Since the quarantine began in Venezuela in mid-March, Jaimes has spent his days juggling internet access, monitoring WhatsApp chats with the tasks the school sends, and working with each of his children.

Helping 8-year-old Gabriel with math even required him to relearn two- and three-digit division because, like many adults, he hadn’t in years.

“I have an internet that is not very good and when I don’t have it, I use the phone data,” said Jaimes, 33, in a room full of furniture and computers that Gabriel and his seven-year-old brother Mateo make a soccer field in the afternoon.

Children “need to do different things (…) one has to investigate and extract a summary and Gabriel was placed watching YouTube videos,” added Jaimes, who lives in the Andean city of San Cristóbal, near the border with Colombia. .

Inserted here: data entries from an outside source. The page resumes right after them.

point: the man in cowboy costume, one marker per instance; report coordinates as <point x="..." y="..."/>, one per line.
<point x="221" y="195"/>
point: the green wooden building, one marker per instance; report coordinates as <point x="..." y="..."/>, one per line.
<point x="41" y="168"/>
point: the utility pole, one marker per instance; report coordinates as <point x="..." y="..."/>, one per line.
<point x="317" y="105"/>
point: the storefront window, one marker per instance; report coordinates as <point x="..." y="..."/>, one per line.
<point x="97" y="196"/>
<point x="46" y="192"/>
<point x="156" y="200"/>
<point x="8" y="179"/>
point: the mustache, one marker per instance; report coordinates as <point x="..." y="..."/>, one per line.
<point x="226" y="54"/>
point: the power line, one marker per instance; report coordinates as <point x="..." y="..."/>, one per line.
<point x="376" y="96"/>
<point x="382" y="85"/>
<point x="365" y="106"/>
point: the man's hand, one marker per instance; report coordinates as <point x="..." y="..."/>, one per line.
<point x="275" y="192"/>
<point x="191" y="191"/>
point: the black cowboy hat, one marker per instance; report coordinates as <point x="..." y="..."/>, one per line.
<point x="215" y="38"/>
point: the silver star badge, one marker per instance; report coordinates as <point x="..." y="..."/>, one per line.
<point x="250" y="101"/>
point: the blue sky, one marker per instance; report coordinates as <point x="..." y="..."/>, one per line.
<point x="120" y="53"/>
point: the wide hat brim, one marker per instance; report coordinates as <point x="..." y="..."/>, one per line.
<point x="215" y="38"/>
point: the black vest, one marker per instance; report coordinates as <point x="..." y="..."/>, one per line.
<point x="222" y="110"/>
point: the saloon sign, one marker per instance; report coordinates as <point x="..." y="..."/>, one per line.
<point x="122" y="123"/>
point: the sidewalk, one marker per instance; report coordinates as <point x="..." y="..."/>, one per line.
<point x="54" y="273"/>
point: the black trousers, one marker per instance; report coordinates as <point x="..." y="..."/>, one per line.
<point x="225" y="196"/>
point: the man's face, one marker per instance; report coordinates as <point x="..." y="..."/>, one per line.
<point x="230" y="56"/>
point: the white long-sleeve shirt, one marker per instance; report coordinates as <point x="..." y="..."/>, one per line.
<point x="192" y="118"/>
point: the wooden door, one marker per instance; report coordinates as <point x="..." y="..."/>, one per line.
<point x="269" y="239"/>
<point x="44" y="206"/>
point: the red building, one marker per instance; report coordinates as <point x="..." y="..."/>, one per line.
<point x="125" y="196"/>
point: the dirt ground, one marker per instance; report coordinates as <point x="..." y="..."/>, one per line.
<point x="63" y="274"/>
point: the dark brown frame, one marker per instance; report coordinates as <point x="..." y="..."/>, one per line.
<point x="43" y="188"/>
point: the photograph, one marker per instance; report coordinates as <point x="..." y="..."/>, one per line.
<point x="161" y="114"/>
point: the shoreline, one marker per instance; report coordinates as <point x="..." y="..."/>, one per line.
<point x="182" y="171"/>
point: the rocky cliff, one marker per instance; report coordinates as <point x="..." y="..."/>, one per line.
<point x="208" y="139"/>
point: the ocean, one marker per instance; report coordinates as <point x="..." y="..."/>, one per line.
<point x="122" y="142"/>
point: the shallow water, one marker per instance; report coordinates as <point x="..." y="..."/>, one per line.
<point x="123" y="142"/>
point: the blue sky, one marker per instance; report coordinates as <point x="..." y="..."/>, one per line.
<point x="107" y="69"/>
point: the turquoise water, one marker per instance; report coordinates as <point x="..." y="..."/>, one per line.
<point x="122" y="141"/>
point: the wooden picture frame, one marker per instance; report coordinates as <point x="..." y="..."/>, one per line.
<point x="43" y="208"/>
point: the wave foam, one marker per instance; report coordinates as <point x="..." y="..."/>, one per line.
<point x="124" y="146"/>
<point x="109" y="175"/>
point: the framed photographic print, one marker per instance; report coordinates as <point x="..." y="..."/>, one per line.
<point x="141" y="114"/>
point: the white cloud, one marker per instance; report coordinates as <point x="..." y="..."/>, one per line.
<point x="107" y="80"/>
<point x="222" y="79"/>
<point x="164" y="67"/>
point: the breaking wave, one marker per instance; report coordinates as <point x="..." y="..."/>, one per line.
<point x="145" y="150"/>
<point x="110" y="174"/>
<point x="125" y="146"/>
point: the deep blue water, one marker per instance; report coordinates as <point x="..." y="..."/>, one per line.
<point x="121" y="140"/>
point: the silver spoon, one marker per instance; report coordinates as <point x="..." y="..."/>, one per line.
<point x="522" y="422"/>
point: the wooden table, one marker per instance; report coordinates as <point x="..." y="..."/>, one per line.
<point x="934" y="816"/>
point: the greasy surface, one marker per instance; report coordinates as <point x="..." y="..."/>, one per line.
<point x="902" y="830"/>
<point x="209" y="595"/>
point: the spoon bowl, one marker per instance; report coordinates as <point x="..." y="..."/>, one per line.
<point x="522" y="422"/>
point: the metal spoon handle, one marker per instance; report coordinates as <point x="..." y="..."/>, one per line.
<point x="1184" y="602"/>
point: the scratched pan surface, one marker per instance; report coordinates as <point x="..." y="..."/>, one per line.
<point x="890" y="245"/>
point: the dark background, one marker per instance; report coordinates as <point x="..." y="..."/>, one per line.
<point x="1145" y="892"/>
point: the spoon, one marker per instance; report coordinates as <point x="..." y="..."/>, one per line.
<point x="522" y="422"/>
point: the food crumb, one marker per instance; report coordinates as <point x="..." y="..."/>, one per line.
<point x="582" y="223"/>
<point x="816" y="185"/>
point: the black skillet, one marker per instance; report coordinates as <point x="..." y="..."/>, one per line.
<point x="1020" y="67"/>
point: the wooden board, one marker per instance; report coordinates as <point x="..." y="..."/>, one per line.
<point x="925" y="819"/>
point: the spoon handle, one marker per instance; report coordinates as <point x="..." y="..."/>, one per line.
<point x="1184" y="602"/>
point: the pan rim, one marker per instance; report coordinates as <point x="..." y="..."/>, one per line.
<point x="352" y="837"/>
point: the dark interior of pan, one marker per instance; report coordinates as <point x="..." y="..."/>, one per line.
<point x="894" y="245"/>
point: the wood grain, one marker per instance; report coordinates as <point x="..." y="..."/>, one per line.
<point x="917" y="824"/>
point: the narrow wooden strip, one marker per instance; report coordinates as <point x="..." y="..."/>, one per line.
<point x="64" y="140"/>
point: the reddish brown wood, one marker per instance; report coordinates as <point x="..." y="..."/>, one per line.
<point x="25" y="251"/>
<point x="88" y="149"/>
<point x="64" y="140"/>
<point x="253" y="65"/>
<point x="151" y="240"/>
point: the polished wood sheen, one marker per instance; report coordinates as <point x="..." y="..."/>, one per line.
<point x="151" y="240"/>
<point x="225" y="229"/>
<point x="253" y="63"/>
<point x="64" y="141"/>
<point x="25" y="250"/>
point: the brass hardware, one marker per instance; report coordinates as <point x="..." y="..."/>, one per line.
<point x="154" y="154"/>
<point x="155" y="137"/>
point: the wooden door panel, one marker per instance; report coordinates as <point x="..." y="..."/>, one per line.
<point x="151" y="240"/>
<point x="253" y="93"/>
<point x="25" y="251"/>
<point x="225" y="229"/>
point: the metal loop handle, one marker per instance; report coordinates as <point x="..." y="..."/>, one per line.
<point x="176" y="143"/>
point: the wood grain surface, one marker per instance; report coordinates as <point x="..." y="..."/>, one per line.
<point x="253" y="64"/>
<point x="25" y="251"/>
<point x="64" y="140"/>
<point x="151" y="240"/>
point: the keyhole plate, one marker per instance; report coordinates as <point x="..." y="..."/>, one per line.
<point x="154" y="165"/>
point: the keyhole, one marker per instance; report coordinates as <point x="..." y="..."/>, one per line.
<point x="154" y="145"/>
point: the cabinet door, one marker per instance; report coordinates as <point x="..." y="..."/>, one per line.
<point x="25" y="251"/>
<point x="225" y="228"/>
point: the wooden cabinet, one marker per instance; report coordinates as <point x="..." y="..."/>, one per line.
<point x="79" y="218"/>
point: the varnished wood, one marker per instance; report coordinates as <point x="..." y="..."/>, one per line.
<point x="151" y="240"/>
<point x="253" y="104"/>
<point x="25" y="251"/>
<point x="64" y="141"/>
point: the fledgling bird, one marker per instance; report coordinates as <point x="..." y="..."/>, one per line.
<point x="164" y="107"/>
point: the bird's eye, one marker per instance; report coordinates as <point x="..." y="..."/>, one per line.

Jaimes is part of the Latin American mothers and fathers in times of coronavirus.

Although the difficulties are different among students in Latin America, the United Nations Children’s Fund (UNICEF) warned in March that “never have so many schools been closed at the same time.”

The spread of the virus, which caused many countries in the region to be quarantined, left at least 154 million children, or more than 95% of enrollment, outside of schools, according to UNICEF.

“If schools are further extended, there is a great risk that boys and girls will fall behind in their learning curve and that the most vulnerable students will not return to classrooms. It is vital that they do not stop learn from home, “said Bernt Aasen, UNICEF regional director for Latin America and the Caribbean.

In addition, highlighted the Fund, the closure of schools leads to the suspension of other key activities for children such as the school feeding service.

Throughout Latin America, rural areas and poor neighborhoods in cities either lack internet service or are very slow, making it difficult for the most vulnerable children to access the tasks they send via WhatsApp via smartphones.

The government of President Nicolás Maduro has been running a program on state television called “Every family a school” since March and that offers simple content for children of initial, primary and high school education over an hour.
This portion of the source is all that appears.